Alien: A Ressureição pode até ser bastante odiado pela maioria dos fãs da saga alien, mas foi essencial em salvar a franquia após o desastre que foi Alien 3. A história é melhor que a anterior, mas longe dos originais. A atuação só é boa com Ripley e Call. O resto dos personagens são fracos e facilmente esquecíveis. Os aliens em si possuem um excelente design (menos o Newborn), mas não assustam ninguém. Os efeitos especiais são bons. A música é novamente a melhor parte do filme: profunda e sinistra. Uma coisa que eu não falei em Alien 3 foi a tentativa de estabelecer um equilíbrio entre o terror e a ação. No terceiro filme, a ação predominou e o terror em si sumiu. Já em Alien: A Ressureição, esse equilíbrio funciona em algumas partes do filme. Porém, o filme possui vários furos no roteiro e até mesmo diálogos desnecessários ou idiotas. O monstro final, Newborn, é talvez o maior erro do filme. É uma criatura pertubadora, mas não assusta ninguém e parece muito um bicho idiota e desnecessário para o final do filme. Os cenários são legais, mas de vez em quando eles enjoam com os mesmos formatos e cores entre as salas e os corredores da imensa nave. O final é fraco (a versão extendida tem um final alternativo melhor), mas não é tão épico quanto o final do terceiro filme.
 
 

Curiosidades:

  •  A cena onde Ripley faz uma cesta de costas demorou 3 semanas para dar certo. No último dia dessa cena, o diretor falou para Weaver que se ela errasse a cesta, ele faria uma bola de computador para completar a cena. Mas, do nada (e o que você vê é totalmente real) Weaver consegue finalmente fazer a cesta de costas. Porém, o diretor teve que cortar alguns frames, pois o personagem de Ron acabou tão impressionado que soltou um palavrão que não estava no roteiro.
 
  • Outro ator que quase morreu afogado na cena submarina foi Ron Perlman. Durante o fim de outro dia de filmagem, Ron estava saindo da piscina quando bateu a cabeça numa barra de ferro e desmaiou na água. Só não morreu pois havia uma equipe de resgate na piscina no momento do acidente.

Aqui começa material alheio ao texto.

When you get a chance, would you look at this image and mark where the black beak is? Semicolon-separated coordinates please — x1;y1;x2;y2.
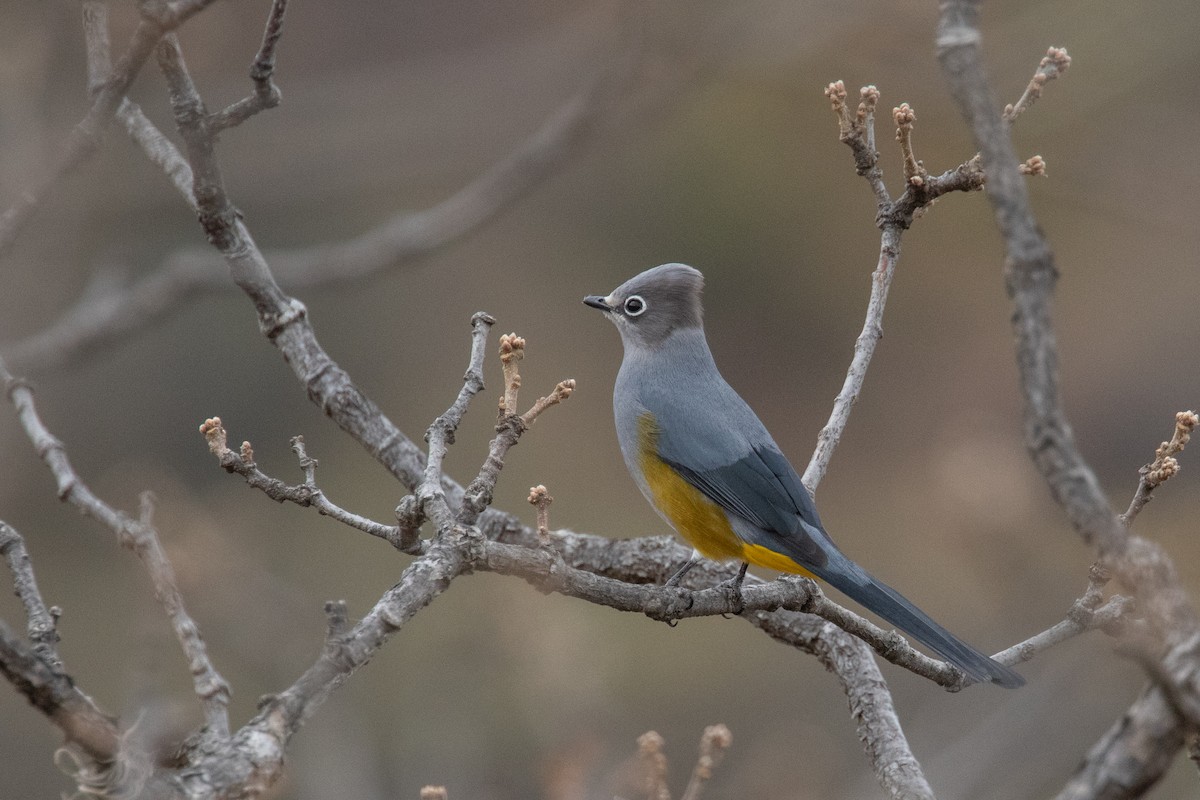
583;295;612;311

  • A Rainha Alien usada no filme é na verdade a original do filme Aliens, O Resgate. A equipe conseguiu a autorização de um fanático colecionador em poder usa-la mais uma vez no novo filme.

Nota Final - 8 (Alien: A Ressureição não é um filme perfeito como os dois primeiros, mas, facilmente supera o desastroso Alien 3 com alguns sustos e uma história mais interessante que a anterior. Porém, é um filme que pode ser ignorado, pois, é uma história alternativa da saga original que finaliza no terceiro filme. O filme foi feito mais para se divertir do que apreciar outro capítulo deste épico universo de ficção científica. Somente recomendo para fãs da saga).